The ability to recall menus in the database also removed doubt and memory issues. Succeeding chefs and the front of house staff could use this plan and be confident on menus that had worked best in the past. And importantly, they knew what had not performed, so did not make the same mistakes.
As he refined the business intelligence analysis he walked around and saw other influences on buying behaviors. Things like adjacent ambient noise levels he tested on his data and he then made format improvements to reposition things. He also looked at seat turn, location preferences and optimum occupancy mix (parties of 2’s and 3’s etc) and made changes to seating and service levels accordingly to increase volume.
One critical action from the weather analysis was to install clear plastic wind breakers and gas heaters on external areas that previously only favored fair weather. He also added cooling mist filtered overhead fans for hot days.
And being astute to maximize capacity he sought permits to have tables on the curbside for added fair weather coffee stop trade. This also enhanced visibility of the business. The extended area was a catalyst to him next acquiring the adjacent premises to open a complimentary sandwich and light refreshment bar. Incidentally that took food services from the same kitchen for hot take-outs. By now he had implemented stock control & was able to report profitability on each part of the business to see where to improve.
The owner continued to make observations as he refined his watch and correlated product behavior patterns. He even gathered loyal customer information and tested new products and services predictions using his data analysis approach.

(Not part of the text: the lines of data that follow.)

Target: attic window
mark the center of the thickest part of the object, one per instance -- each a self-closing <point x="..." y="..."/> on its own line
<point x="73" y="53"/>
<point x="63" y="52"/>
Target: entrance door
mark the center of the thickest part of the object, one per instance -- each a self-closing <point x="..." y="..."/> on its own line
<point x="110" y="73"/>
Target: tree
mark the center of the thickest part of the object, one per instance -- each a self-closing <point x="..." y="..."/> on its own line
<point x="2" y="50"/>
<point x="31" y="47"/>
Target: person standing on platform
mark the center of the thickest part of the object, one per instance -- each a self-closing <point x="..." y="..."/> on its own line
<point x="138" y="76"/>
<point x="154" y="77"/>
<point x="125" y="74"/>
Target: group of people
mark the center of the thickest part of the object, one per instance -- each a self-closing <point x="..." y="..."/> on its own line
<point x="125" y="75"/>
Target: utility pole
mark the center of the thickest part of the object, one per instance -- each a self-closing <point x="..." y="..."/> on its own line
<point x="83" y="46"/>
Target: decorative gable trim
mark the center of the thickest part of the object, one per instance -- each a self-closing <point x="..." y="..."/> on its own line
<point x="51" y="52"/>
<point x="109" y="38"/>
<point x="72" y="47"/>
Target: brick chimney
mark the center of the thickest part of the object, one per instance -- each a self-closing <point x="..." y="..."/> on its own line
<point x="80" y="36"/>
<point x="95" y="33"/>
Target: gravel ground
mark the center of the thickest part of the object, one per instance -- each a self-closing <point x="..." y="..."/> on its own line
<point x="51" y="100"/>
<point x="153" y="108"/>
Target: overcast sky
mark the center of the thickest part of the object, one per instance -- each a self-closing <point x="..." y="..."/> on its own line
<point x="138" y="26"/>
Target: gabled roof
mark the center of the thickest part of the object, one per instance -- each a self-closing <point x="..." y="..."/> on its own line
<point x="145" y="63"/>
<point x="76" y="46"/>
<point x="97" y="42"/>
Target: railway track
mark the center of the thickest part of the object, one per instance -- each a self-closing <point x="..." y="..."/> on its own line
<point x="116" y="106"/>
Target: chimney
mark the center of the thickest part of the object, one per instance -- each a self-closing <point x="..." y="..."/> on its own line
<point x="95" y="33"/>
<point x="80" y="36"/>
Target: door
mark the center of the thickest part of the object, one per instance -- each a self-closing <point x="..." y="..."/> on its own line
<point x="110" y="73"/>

In what had become a highly successful business, his planning model focus provided him with credible expectations based on factual experience and statistically supported assumptions and judgments. When he presents his business plans to the Bank for funding to expand and acquire more businesses that is never been and issue, He has since gone on to acquire more businesses to transform.
Thrilled to also be able to tell me this story my colleague also told me his plan to continue advising on his Managing “Business by Business Intelligence Model” And for this he recommended ramping up managed services to support business plans like this one.